Citytv cuts “brutal evisceration,” says Globe’s Doyle

“What fresh hell is this?” asks Globe and Mail television columnist John Doyle in a recent column titled “Cuts to CITY an evisceration of an icon.”

In response the the news that Rogers-owned Citytv cut 60 jobs, or roughly six per cent of its workforce, Doyle wrote:

“Maybe you have to be of a certain age to grasp this, but CITY’s news operations reflected Toronto’s broad multiplicity of cultures at a time when most local TV news was delivered by people who best resembled white mannequins.

“CITY-TV has sass. It was sometimes air-headed and juvenile, but it was never boring and often gave an authentic sense of how the city’s population was feeling, reacting and emotionally involved in the issues of the day. It had a style that was ours before it was exported to other cities and then copied at countless TV stations around the world.”

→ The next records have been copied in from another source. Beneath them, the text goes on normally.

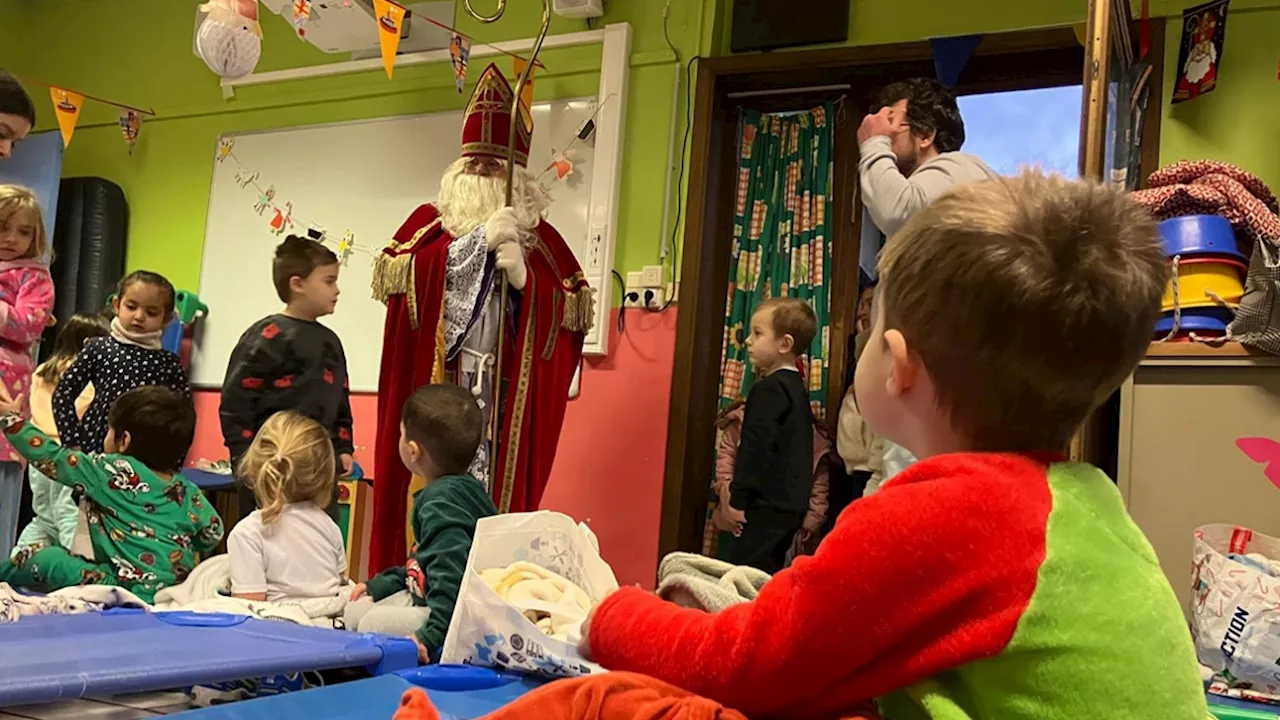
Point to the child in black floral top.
(131, 358)
(146, 522)
(291, 361)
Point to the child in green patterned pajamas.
(146, 522)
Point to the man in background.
(909, 155)
(17, 113)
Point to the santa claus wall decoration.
(1203, 33)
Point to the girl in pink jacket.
(26, 302)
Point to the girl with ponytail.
(289, 547)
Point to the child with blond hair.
(26, 304)
(992, 579)
(289, 548)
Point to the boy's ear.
(787, 342)
(904, 364)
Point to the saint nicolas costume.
(442, 318)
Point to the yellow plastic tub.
(1200, 279)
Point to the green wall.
(138, 51)
(1238, 122)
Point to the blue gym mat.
(375, 698)
(51, 657)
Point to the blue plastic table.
(53, 657)
(375, 698)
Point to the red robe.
(538, 364)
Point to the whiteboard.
(383, 171)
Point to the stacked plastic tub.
(1206, 278)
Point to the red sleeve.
(932, 572)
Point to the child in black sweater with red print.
(289, 360)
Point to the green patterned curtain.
(780, 237)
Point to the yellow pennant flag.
(391, 21)
(526, 94)
(67, 105)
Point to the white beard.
(466, 201)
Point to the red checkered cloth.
(1211, 187)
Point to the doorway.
(1031, 60)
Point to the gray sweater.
(891, 199)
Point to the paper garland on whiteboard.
(279, 213)
(460, 54)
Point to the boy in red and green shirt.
(991, 579)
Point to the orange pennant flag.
(67, 105)
(391, 22)
(526, 94)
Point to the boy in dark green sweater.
(440, 431)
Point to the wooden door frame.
(1011, 60)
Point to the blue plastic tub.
(1200, 235)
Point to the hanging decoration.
(391, 19)
(460, 53)
(301, 14)
(562, 164)
(280, 218)
(67, 106)
(228, 37)
(283, 218)
(526, 94)
(344, 245)
(224, 147)
(131, 124)
(69, 103)
(265, 199)
(1201, 50)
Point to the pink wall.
(609, 463)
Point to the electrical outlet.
(595, 249)
(653, 297)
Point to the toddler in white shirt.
(289, 548)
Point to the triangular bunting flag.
(951, 54)
(526, 94)
(131, 123)
(391, 21)
(67, 105)
(460, 54)
(301, 14)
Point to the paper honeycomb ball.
(229, 44)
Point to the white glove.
(502, 227)
(510, 258)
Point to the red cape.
(539, 360)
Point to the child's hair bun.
(293, 244)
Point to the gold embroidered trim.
(553, 335)
(394, 274)
(494, 150)
(517, 414)
(438, 361)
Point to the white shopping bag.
(485, 630)
(1235, 605)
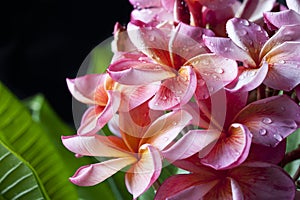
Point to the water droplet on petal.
(245, 22)
(242, 32)
(262, 132)
(277, 137)
(219, 70)
(151, 38)
(281, 61)
(201, 82)
(267, 120)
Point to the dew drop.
(245, 22)
(267, 120)
(242, 32)
(201, 82)
(152, 38)
(262, 132)
(219, 70)
(277, 137)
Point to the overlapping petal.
(270, 120)
(145, 172)
(96, 173)
(231, 150)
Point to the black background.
(43, 42)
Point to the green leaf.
(30, 142)
(293, 141)
(113, 188)
(17, 178)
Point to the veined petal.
(136, 72)
(253, 10)
(151, 41)
(228, 49)
(283, 76)
(284, 34)
(294, 5)
(259, 180)
(96, 145)
(215, 70)
(216, 4)
(270, 120)
(192, 186)
(262, 153)
(175, 91)
(83, 88)
(279, 19)
(191, 143)
(135, 95)
(249, 78)
(145, 172)
(97, 116)
(96, 173)
(231, 150)
(186, 42)
(166, 128)
(247, 35)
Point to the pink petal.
(284, 34)
(153, 42)
(96, 173)
(262, 153)
(228, 49)
(279, 19)
(294, 5)
(195, 46)
(192, 186)
(166, 128)
(270, 120)
(253, 9)
(215, 70)
(249, 79)
(83, 88)
(135, 95)
(137, 72)
(96, 145)
(145, 3)
(247, 35)
(260, 180)
(191, 143)
(145, 172)
(176, 91)
(217, 4)
(231, 150)
(283, 76)
(96, 116)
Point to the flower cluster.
(210, 86)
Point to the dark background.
(43, 42)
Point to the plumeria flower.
(290, 16)
(141, 149)
(272, 61)
(179, 61)
(251, 180)
(265, 122)
(104, 98)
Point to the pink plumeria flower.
(272, 61)
(104, 98)
(142, 147)
(265, 122)
(251, 180)
(290, 16)
(178, 61)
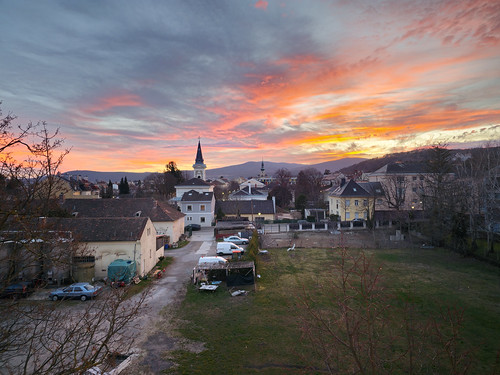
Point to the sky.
(132, 85)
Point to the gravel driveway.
(155, 335)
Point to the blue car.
(81, 291)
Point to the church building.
(195, 197)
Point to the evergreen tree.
(109, 190)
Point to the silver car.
(236, 240)
(81, 291)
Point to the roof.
(351, 189)
(194, 196)
(401, 168)
(245, 192)
(143, 207)
(246, 207)
(102, 229)
(372, 188)
(193, 182)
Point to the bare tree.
(362, 331)
(43, 337)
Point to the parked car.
(236, 240)
(192, 227)
(16, 290)
(227, 248)
(82, 291)
(208, 260)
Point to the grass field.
(263, 332)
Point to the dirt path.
(156, 333)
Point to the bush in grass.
(253, 247)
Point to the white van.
(227, 248)
(211, 260)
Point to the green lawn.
(263, 332)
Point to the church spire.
(199, 155)
(199, 165)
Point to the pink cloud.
(261, 4)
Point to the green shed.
(121, 270)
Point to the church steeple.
(262, 170)
(199, 165)
(199, 155)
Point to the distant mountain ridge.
(246, 170)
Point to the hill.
(248, 169)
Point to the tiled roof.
(143, 207)
(245, 191)
(102, 229)
(402, 168)
(193, 182)
(246, 207)
(194, 196)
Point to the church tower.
(262, 173)
(198, 166)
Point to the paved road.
(169, 289)
(173, 282)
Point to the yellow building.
(355, 200)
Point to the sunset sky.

Doyle cites shows such as The New Music, CityLine, Fashion Television, SexTV and Media Television, along with strong local news as features that made City popular.

Doyle concludes:

“For years, the CITY-TV package worked – an emphasis on strong local news coverage, a good array of movies in prime time and an eccentric array of locally produced programs. Exactly why it was necessary to mess with the format is beyond me and a lot of other TV consumers.”